Morris — who has been teaching for 13 years in both high school and elementary school settings — said reaching students from diverse backgrounds with diverse needs is at the core of her teaching philosophy.
“This can and be should be a statement of equity,” she said. “We must encourage, we must nurture, and we must push our students who traditionally underperform in STEM-related jobs and professions to take the leap and find their voice as a successful 21st century learner.”
Morris was selected from nine finalists, eight from different geographic regions of the state and one who represented charter schools. The position is selected by a committee of educators, business, and community leaders each year. Morris will sit on the State Board of Education as an advisor for two years and will travel the state advocating for the teaching profession.

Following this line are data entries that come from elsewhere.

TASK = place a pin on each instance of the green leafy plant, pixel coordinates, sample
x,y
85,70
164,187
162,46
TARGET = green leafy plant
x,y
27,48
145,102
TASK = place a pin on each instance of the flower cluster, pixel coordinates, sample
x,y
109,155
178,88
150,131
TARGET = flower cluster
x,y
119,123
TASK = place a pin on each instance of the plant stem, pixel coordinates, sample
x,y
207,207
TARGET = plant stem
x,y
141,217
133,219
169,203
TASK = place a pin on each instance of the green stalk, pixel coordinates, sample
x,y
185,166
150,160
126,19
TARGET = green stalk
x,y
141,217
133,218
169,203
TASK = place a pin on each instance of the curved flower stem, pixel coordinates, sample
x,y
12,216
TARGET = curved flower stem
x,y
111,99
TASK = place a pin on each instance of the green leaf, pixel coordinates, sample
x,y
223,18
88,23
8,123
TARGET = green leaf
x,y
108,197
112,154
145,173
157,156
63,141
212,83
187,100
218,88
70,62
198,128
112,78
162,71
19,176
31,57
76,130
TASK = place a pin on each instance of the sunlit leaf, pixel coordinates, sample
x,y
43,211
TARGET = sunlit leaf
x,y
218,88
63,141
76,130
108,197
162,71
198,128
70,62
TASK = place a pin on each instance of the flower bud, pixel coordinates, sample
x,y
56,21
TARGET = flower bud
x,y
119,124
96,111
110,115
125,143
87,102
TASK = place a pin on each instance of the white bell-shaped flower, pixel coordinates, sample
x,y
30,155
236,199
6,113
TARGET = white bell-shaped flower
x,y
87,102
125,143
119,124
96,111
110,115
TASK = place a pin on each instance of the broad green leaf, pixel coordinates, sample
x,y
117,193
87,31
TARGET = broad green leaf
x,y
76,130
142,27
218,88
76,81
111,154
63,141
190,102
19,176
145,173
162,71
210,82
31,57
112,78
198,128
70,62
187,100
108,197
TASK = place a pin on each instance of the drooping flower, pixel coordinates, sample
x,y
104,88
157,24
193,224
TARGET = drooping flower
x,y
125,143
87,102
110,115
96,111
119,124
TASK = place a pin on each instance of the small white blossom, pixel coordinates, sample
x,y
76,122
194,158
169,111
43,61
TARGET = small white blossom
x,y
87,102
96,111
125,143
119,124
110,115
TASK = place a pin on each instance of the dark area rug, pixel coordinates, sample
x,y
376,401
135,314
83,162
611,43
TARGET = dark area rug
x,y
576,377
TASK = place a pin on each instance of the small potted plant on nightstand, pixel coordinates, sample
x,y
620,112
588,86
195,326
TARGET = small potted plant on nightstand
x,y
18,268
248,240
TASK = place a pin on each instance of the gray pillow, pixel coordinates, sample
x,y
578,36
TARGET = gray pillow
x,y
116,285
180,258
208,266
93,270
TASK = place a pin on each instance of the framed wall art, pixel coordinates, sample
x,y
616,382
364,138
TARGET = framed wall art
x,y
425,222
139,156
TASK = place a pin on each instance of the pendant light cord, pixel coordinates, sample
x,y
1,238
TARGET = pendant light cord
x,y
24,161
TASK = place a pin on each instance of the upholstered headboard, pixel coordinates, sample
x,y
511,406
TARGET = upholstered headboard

Watch below to hear Morris’s acceptance speech.
Morris said growing up in Durham in a blue-collar family exposed her to a diverse set of friends and a diverse community from an early age.
“When I look back on the reason I became a teacher, it wasn’t because of one specific adult,” she said. Rather, it was the story of my peers, specifically my peers who weren’t successful in school, who influenced me to enter the world of education.”
In middle school, Morris said her teachers noticed her academic performance and led her to enroll in honors courses and pursue postsecondary education. Her life was suddenly changed, she said, and she had opportunities that some of her friends didn’t.
“I felt that it was unfair that our paths in school diverged from each other,” she said. “I became a teacher to change lives. I became a teacher as a call to social justice so that I could help reach the needs of all of my diverse learners.”
Morris said she moved to rural Moore County because of her husband, where she has learned about the diverse needs in a different part of the state and has been exposed to the poverty in rural schools.
“He showed me another piece of that equity puzzle,” she said.